Cell on Ice

A mobile mojito.

A mobile mojito.

Snowden shaken, but has not stirred.

I read somewhere last week that Edward Snowden, the flighty ex-NSA contractor, asked visitors to his Hong Kong apartment to put their mobile phones in his refrigerator. He was attempting to block the GPS signature of their devices in case they were being monitored to determine his whereabouts. What he was trying to do, in effect, was use his fridge as a Faraday cage*.
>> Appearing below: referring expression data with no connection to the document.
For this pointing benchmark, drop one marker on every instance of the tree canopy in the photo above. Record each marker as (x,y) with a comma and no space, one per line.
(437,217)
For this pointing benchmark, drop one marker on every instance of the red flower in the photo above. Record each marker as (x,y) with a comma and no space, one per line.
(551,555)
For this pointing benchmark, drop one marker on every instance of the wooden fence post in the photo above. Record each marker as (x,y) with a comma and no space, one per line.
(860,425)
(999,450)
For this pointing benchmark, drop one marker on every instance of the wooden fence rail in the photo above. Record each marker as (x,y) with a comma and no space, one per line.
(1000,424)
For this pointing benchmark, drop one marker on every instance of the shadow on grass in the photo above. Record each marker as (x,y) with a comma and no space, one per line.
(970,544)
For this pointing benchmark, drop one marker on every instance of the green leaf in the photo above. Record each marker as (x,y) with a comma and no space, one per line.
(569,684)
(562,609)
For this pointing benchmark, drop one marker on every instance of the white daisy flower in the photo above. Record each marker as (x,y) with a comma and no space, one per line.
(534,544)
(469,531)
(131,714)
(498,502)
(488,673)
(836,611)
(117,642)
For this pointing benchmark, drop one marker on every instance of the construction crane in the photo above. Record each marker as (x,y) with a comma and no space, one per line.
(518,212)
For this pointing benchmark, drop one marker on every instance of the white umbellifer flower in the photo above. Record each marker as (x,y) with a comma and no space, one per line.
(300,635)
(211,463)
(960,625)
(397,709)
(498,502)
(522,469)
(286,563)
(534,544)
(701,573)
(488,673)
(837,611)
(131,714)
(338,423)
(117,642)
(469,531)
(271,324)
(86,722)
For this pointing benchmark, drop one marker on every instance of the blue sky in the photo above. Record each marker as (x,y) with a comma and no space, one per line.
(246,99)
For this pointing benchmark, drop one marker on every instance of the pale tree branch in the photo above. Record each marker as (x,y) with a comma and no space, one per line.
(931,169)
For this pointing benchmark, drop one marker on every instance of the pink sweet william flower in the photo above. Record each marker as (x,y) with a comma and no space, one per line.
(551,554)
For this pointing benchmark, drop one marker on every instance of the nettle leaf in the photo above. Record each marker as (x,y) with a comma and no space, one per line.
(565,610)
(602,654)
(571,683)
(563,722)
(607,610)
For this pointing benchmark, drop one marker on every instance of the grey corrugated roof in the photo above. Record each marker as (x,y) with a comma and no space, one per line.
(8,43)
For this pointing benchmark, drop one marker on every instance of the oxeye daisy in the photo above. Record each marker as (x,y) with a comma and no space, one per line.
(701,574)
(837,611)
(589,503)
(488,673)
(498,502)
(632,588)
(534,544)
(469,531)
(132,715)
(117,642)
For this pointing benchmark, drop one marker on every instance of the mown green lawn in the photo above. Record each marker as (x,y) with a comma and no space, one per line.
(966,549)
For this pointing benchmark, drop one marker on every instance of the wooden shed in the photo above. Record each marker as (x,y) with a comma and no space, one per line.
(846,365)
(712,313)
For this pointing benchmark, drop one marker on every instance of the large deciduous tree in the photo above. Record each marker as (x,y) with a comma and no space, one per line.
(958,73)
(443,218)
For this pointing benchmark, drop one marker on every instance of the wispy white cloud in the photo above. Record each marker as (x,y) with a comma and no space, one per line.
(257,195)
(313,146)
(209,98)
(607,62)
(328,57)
As is my nature, I was skeptical whether this would actually work. A fridge, it seemed to me, could just as easily be an enhancer of cell signals – a giant antenna what with all that metal and significant gaps for the rubber gaskets. So, being of a scientific bent of mind I tried an experiment. I placed my Samsung mobile in a large Samsung metal-clad refrigerator and dialed it. Voila! The in-coming ring could heard, connecting quicker than it normally does! So much for the rocket-science of a former NSA guy. (Could there be communication channels between all Samsung products? I’ll test another fridge when I get a chance.)

Not content to stop there I then put my mobile in the microwave. This common household appliance is manufactured with one of its express purposes being the blocking of … yes, yes, you’re getting warmer: microwaves! Try as I might, I could not receive a cell signal in this most useful of modern fixtures.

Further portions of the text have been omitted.